Veröffentlicht in Gesellschaft, Kultur, Kunst, Literatur, Medien, Politik, Unterhaltung | 19. Oktober 2023 | 21:30:03 | Roland Müller

Donnerstag. Wir stürzen uns wieder für Euch ins Messegetümmel. Und ja, da kann man Otto nur zustimmen: Auch diese Messe ist wieder eine „mess“. Aber davon lassen wir uns nicht abhalten. So wenig, wie die Hunderte und Aberhunderte von Besuchern, die sich auf der riesigen Jubiläumswand im Gang vor Halle 4 mit mehr oder weniger intelligenten Grüßen verewigen.

Wir sind zwar recht früh unterwegs, aber es herrscht schon deutlich mehr Betrieb als gestern. Nicht nur bei Hanser in Halle 3.1. Und die in diesem Jubiläumsjahr jubiläumsbreiten Gänge werden sich im Verlauf des Tages deutlich füllen.

Auch auf der Bühne der FAZ ist einiges los. Gestern noch ein einsamer Barrista im Zwiegespräch, heute ein voll besetztes Auditorium, das sich mit FAZ-typisch komplexen Themen auseinandersetzt. Diesmal Demokratie und Populismus, Fake News und höhere Lesefähigkeiten. Wir hören kurz hinein und können nur zustimmen: Es besteht ein kausaler Zusammenhang zwischen mangelhafter Lesefähigkeit und der Anfälligkeit, auf Fake-News und damit demokratiegefährdende populistische Manipulationsstrategien hereinzufallen. Doch weiter! Heute wollen wir uns etwas mehr als gestern auf Neuerscheinungen, aber auch auf Bewährtes konzentrieren und – wie alle Jahre wieder – handfeste Lesetipps aussprechen …

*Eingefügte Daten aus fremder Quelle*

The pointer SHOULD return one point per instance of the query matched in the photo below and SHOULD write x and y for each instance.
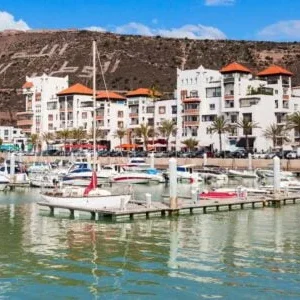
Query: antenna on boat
(94, 102)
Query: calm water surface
(250, 254)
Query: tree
(167, 128)
(293, 122)
(220, 126)
(276, 133)
(64, 135)
(78, 134)
(247, 127)
(190, 143)
(120, 133)
(34, 140)
(144, 131)
(47, 137)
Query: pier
(136, 209)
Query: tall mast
(94, 102)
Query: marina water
(249, 254)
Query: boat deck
(155, 208)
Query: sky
(268, 20)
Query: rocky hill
(128, 61)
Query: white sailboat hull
(88, 202)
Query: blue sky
(277, 20)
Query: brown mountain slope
(128, 61)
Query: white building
(12, 136)
(144, 108)
(235, 93)
(41, 113)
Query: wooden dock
(155, 208)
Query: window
(150, 110)
(120, 114)
(213, 92)
(161, 110)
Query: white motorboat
(19, 176)
(187, 173)
(89, 197)
(242, 174)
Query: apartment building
(235, 93)
(143, 107)
(41, 104)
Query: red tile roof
(275, 70)
(76, 89)
(110, 95)
(235, 67)
(142, 92)
(27, 85)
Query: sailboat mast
(94, 102)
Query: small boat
(217, 195)
(89, 197)
(242, 174)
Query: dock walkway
(184, 206)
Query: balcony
(191, 100)
(191, 123)
(25, 113)
(191, 112)
(286, 97)
(133, 115)
(229, 97)
(228, 79)
(25, 122)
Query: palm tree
(144, 131)
(78, 134)
(220, 125)
(47, 136)
(64, 135)
(276, 133)
(34, 140)
(247, 127)
(190, 143)
(167, 128)
(120, 133)
(293, 122)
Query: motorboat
(211, 174)
(217, 195)
(187, 173)
(89, 197)
(242, 174)
(19, 176)
(141, 176)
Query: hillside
(128, 61)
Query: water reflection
(240, 253)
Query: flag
(92, 185)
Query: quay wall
(231, 163)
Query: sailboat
(90, 196)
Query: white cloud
(7, 21)
(96, 28)
(187, 31)
(282, 30)
(219, 2)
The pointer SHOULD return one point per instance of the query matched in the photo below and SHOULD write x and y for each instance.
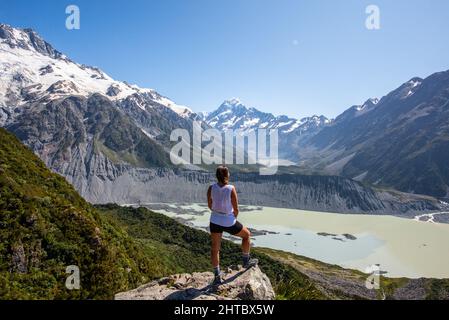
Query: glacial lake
(402, 247)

In den Tropen, nein, bei Tropen werden wir fündig. Nicht unbedingt bei Herrn Helgason, dem schlagkräftigen Isländer …

… Sondern bei Jean-Christophe Grangé, der mit Die Marmornen Träume einen veritablen Thriller vorlegt, der im Berlin des Nationalsozialismus spielt. Vielleicht kein Pageturner, aber wer Die Purpurnen Flüsse gelesen hat, weiß um die erzählerische Qualität von Grangé.

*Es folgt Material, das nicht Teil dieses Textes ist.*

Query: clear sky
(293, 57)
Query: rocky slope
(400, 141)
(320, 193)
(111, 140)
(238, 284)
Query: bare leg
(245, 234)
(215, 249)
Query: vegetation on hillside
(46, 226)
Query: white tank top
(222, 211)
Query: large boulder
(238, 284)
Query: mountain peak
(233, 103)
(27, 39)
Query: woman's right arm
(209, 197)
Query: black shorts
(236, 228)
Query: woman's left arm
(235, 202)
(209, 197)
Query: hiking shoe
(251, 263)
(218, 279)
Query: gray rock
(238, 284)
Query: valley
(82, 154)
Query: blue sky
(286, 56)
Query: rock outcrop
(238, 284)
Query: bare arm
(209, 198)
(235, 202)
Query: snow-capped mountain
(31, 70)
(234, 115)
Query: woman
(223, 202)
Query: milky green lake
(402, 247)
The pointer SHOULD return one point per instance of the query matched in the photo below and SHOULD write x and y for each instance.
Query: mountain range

Berlin gibt generell eine perfekte Kulisse ab für einen spannenden Thriller. Das Berlin des Jahres 1939 ganz besonders. Das wissen wir nicht erst seit der Erfolgsserie Babylon Berlin. Wir haben das Buch kurz angelesen und sind überzeugt: Das ist unser erster Lesetipp der diesjährigen Frankfurter Buchmesse!

Gleich nebenan finden wir endlich mal wieder etwas Neues Altes von Cyberpunk-Altmeister William Gibson: Peripherie. Erschienen bereits 2016. Aber mit Auflegen der Prime-Streamingserie wieder aktuell.

Nicht unbedingt ein weiterer Lesetipp, aber allein schon deswegen eine Beinah-Pflichtlektüre, um festzustellen, ob Gibson sich erzählerisch weiterentwickelt hat. Und ob die Sttreamingserie der Vorlage gerecht wird.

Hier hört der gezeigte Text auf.